Sandhill Cranes of the Black River State Forest                 2 June 2013

Sandhill Crane, Black River State Forest, Wisconsin

Out of place, I have driven in the dark to a giant forest I only know vaguely from wanderings twenty years ago.  The landscape is familiar, but I know nothing of the wild community.   This will be a rich adventure in uncovering the little facts and treasures of its biodiversity.   The first birds I hear are Red Crossbills, amazing for this southerly latitude.  A Blue-headed Vireo slurs a melody and rings out a pleasant, boreal scold reminiscent of a caged canary or some Siberian chickadee.  While I am a bird expert, it is the arrangement of this community that already has me staring blankly with a grin forming.  Where on Earth am I?

Sandhill Cranes, Black River State Forest, Wisconsin


From a map, the Black River State Forest looks fairly small, but moving through its vast landscapes, I learn how truly massive and habitat-rich this place is.  A long finger of white pine, blueberry, and carpets of moss extend down, down, down from the sub-boreal, blending in a spectacular way with sand prairies, bogs and wet meadows.  Ravens yell out, and wolves and fishers spill south into latitudes normally reserved for foxes, deer, corn, and tamed lands softened by histories of calloused hands. 

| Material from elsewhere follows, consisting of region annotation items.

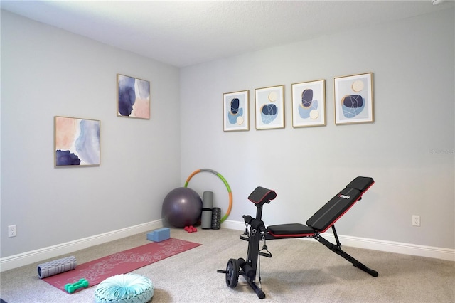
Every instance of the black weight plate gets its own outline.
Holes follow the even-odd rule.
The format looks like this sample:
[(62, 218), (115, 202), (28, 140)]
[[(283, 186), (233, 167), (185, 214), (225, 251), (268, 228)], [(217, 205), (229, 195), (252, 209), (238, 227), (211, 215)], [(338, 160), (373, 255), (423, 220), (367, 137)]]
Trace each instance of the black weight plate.
[(230, 288), (237, 286), (239, 282), (239, 266), (237, 260), (229, 259), (226, 265), (226, 284)]

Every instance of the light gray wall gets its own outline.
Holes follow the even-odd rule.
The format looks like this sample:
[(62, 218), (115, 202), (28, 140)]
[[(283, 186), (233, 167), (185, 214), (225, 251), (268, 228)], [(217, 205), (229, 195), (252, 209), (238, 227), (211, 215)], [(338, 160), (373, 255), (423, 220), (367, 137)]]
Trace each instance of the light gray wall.
[[(151, 82), (149, 120), (117, 117), (117, 73)], [(160, 220), (178, 87), (177, 68), (1, 11), (1, 257)], [(99, 167), (53, 167), (55, 115), (101, 121)]]
[[(376, 184), (337, 223), (340, 234), (455, 248), (453, 9), (183, 68), (181, 179), (208, 168), (229, 182), (228, 220), (253, 215), (257, 186), (277, 198), (266, 224), (305, 223), (357, 176)], [(336, 126), (333, 78), (373, 73), (375, 122)], [(326, 80), (327, 126), (293, 129), (291, 84)], [(286, 128), (255, 129), (255, 89), (284, 85)], [(250, 90), (250, 130), (223, 131), (223, 94)], [(200, 173), (189, 187), (227, 190)], [(420, 215), (422, 226), (411, 225)]]

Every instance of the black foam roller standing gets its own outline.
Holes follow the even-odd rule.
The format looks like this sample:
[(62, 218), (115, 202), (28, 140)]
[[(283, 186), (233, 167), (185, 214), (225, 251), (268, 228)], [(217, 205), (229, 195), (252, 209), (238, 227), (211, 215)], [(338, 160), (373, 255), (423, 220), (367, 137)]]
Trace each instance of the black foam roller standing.
[(212, 209), (212, 229), (220, 229), (221, 225), (221, 208), (214, 207)]
[(212, 228), (212, 208), (213, 208), (213, 192), (204, 191), (202, 194), (202, 215), (200, 227), (203, 229)]

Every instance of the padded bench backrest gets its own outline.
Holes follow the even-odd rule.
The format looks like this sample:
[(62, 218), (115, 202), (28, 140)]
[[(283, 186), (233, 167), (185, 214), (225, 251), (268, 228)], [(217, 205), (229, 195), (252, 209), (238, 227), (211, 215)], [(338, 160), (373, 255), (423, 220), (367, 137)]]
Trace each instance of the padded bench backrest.
[(332, 198), (306, 221), (306, 225), (323, 233), (362, 197), (375, 181), (369, 177), (357, 177)]
[(277, 193), (269, 188), (257, 186), (252, 193), (248, 196), (248, 200), (255, 204), (270, 203), (270, 200), (277, 198)]

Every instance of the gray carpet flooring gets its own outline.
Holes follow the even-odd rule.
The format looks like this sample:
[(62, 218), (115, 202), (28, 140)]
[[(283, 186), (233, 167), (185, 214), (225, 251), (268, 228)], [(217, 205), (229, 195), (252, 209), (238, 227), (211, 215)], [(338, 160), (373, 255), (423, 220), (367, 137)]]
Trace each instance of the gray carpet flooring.
[[(454, 262), (343, 247), (379, 272), (373, 277), (316, 240), (302, 239), (267, 242), (272, 257), (260, 258), (262, 288), (266, 294), (260, 300), (242, 277), (235, 288), (230, 288), (225, 275), (216, 272), (225, 269), (230, 258), (246, 257), (248, 243), (239, 239), (241, 233), (224, 228), (188, 233), (171, 228), (171, 237), (202, 245), (133, 272), (151, 279), (154, 303), (455, 302)], [(148, 243), (146, 234), (139, 234), (68, 255), (75, 255), (82, 264)], [(95, 302), (96, 287), (66, 294), (39, 279), (38, 264), (2, 272), (1, 299), (8, 303)]]

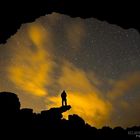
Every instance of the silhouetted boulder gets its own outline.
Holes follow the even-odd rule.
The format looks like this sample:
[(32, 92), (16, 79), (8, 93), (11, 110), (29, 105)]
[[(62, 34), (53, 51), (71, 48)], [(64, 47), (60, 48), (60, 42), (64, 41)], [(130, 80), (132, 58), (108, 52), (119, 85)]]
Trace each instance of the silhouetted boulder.
[[(68, 120), (63, 119), (62, 113), (71, 109), (71, 106), (62, 106), (33, 113), (33, 109), (23, 108), (20, 110), (20, 102), (16, 94), (10, 92), (0, 93), (0, 138), (5, 132), (10, 139), (20, 135), (28, 138), (36, 136), (51, 139), (135, 139), (139, 138), (139, 126), (123, 129), (114, 129), (104, 126), (96, 129), (86, 124), (85, 121), (76, 114), (69, 115)], [(8, 136), (4, 135), (4, 136)], [(14, 136), (14, 137), (12, 137)], [(19, 137), (18, 137), (19, 138)]]
[(50, 110), (43, 110), (41, 111), (41, 117), (49, 121), (60, 120), (63, 117), (62, 113), (68, 111), (70, 108), (71, 106), (69, 105), (51, 108)]
[(83, 128), (85, 126), (85, 121), (76, 114), (69, 115), (68, 120), (72, 128)]
[(17, 113), (20, 110), (19, 98), (11, 92), (0, 92), (0, 112)]

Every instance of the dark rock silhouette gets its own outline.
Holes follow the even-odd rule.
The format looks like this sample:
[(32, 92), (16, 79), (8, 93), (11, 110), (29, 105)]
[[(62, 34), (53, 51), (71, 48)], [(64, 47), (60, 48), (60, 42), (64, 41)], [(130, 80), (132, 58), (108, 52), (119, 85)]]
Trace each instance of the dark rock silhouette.
[(76, 114), (63, 119), (63, 113), (71, 106), (62, 106), (34, 113), (33, 109), (20, 109), (16, 94), (0, 93), (0, 138), (35, 139), (139, 139), (140, 126), (131, 128), (103, 127), (97, 129)]
[(67, 106), (67, 93), (65, 90), (61, 93), (61, 98), (62, 98), (62, 106)]
[(117, 1), (114, 4), (114, 1), (98, 0), (45, 0), (33, 2), (34, 6), (31, 6), (26, 2), (15, 4), (1, 0), (0, 5), (0, 43), (5, 43), (11, 35), (16, 33), (21, 24), (33, 22), (36, 18), (52, 12), (72, 17), (94, 17), (123, 28), (135, 28), (140, 31), (140, 9), (137, 1)]

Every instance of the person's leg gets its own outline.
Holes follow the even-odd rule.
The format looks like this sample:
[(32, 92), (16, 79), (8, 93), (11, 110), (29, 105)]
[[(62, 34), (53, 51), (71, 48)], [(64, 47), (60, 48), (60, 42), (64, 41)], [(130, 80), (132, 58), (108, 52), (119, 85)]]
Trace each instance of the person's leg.
[(65, 106), (67, 106), (67, 99), (65, 99)]
[(63, 102), (63, 100), (62, 100), (62, 106), (64, 106), (64, 104), (63, 104), (64, 102)]

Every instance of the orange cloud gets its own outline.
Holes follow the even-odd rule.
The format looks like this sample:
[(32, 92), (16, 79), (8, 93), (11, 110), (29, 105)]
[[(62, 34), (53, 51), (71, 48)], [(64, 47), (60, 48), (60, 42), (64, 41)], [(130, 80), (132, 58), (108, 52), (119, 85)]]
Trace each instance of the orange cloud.
[[(15, 65), (9, 66), (9, 77), (18, 88), (33, 95), (45, 96), (48, 93), (45, 86), (51, 83), (49, 74), (53, 66), (50, 55), (44, 49), (44, 44), (51, 44), (49, 32), (39, 24), (29, 24), (26, 28), (26, 39), (17, 36), (20, 43), (13, 50)], [(30, 42), (24, 45), (28, 39), (35, 50), (31, 49)]]
[[(76, 113), (97, 127), (109, 119), (111, 104), (99, 95), (99, 90), (90, 83), (84, 71), (66, 62), (58, 83), (68, 92), (68, 104), (72, 105), (68, 113)], [(61, 105), (60, 96), (49, 97), (49, 101), (52, 102), (49, 107)]]

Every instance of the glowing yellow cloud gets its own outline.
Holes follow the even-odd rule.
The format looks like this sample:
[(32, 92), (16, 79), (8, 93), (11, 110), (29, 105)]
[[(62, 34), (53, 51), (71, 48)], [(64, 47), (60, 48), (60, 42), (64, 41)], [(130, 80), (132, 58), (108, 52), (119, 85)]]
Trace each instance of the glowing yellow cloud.
[(48, 92), (45, 86), (50, 84), (49, 73), (52, 69), (51, 58), (44, 49), (44, 43), (51, 44), (49, 33), (39, 24), (30, 24), (27, 26), (26, 35), (32, 41), (33, 49), (29, 42), (23, 45), (24, 40), (18, 38), (20, 44), (13, 52), (15, 65), (10, 65), (9, 76), (22, 90), (33, 95), (44, 96)]
[[(76, 113), (86, 122), (97, 127), (102, 126), (109, 119), (111, 104), (100, 97), (99, 91), (90, 84), (84, 71), (66, 63), (58, 83), (61, 89), (66, 89), (68, 92), (68, 104), (72, 105), (68, 113)], [(52, 102), (50, 107), (61, 105), (60, 95), (49, 97), (49, 100)]]

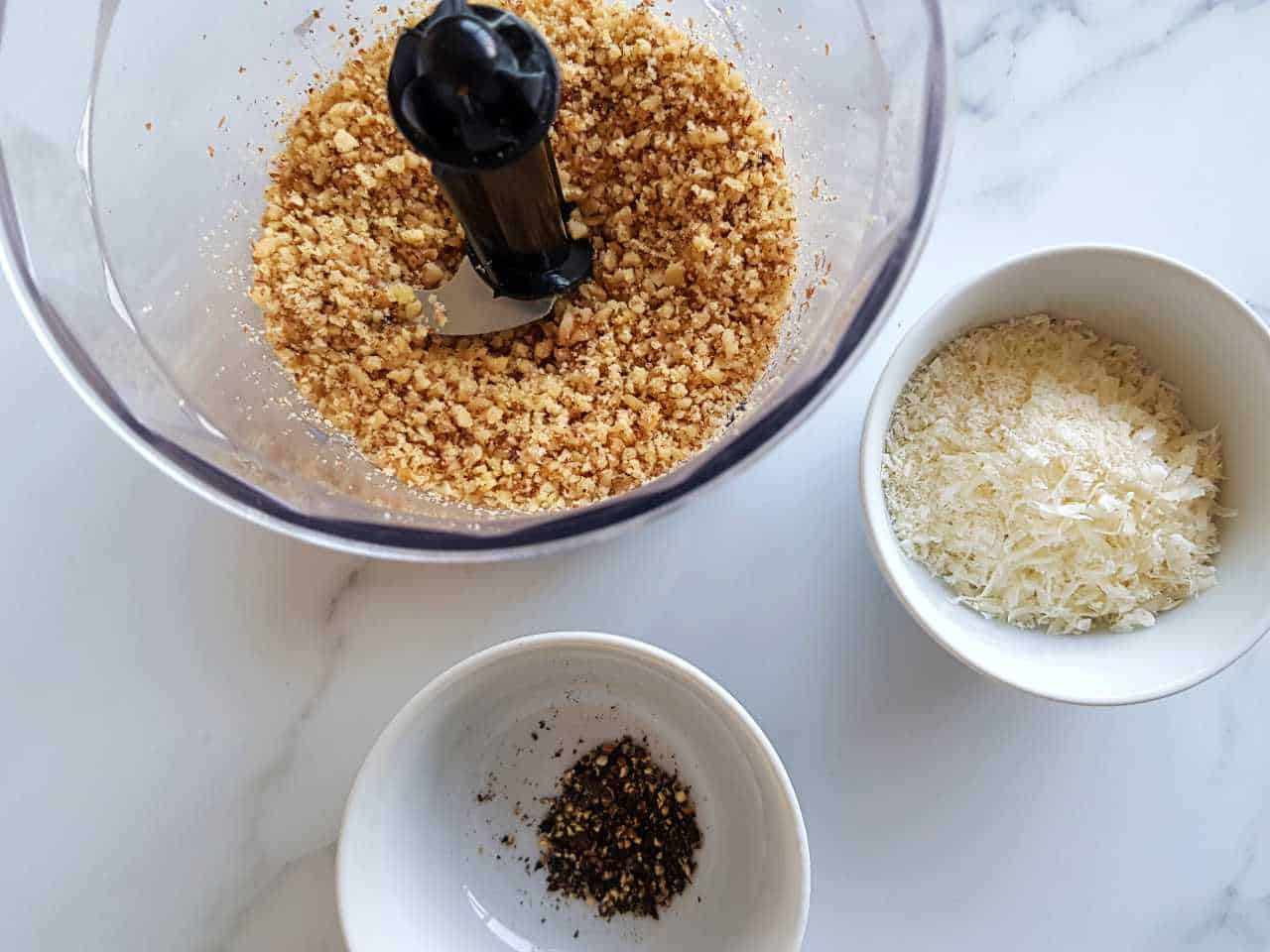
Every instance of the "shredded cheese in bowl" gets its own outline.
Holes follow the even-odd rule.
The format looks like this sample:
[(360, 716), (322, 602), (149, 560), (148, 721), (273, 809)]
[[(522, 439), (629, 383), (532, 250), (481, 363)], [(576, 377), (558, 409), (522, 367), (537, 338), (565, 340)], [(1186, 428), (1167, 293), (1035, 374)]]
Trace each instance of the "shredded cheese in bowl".
[(883, 454), (900, 548), (984, 616), (1151, 626), (1214, 584), (1222, 453), (1137, 349), (1033, 315), (909, 380)]

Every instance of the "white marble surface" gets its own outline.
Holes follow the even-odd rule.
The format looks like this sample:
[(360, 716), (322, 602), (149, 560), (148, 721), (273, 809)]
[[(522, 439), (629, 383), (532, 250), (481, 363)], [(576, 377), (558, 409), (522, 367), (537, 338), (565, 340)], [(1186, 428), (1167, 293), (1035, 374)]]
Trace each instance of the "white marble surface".
[(768, 731), (813, 952), (1270, 948), (1270, 645), (1138, 708), (992, 684), (884, 590), (853, 473), (898, 325), (1005, 256), (1137, 244), (1270, 302), (1270, 4), (954, 6), (958, 145), (897, 326), (759, 465), (610, 545), (427, 567), (251, 528), (0, 305), (0, 948), (343, 949), (333, 842), (380, 727), (472, 650), (573, 627), (685, 655)]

A welcoming committee has assembled at the edge of a great sedge marsh. Two Sandhill Cranes have taken note of my presence.  They bugle in unison and walk closer, as if curious about what news my arrival brings.  I settle into the landscape, focus my camera, and attempt to absorb the moment.  The cranes are so close that I can hear them breathing as they push the giant sedges aside.  In this proximity, they promise me that my adventures here will be fulfilling and wealthy in meaning.  I take it as a good sign of things to come.  After all, who on Earth gets to hear a crane breathe and the gentle sounds of feathers sliding across last year's sedges. Away from the main roads, this place is big and wild.

Eastern Cottontail Rabbit, Black River State Forest, Wisconsin

All images were made with a Canon 40D and my older Canon 300mm f4L IS. Just months ago, this was my premier camera body, but it is now my bumpy road and dust-country "wolf camera" that accompanies me in the pack and tolerates my rough-and-tumble ways.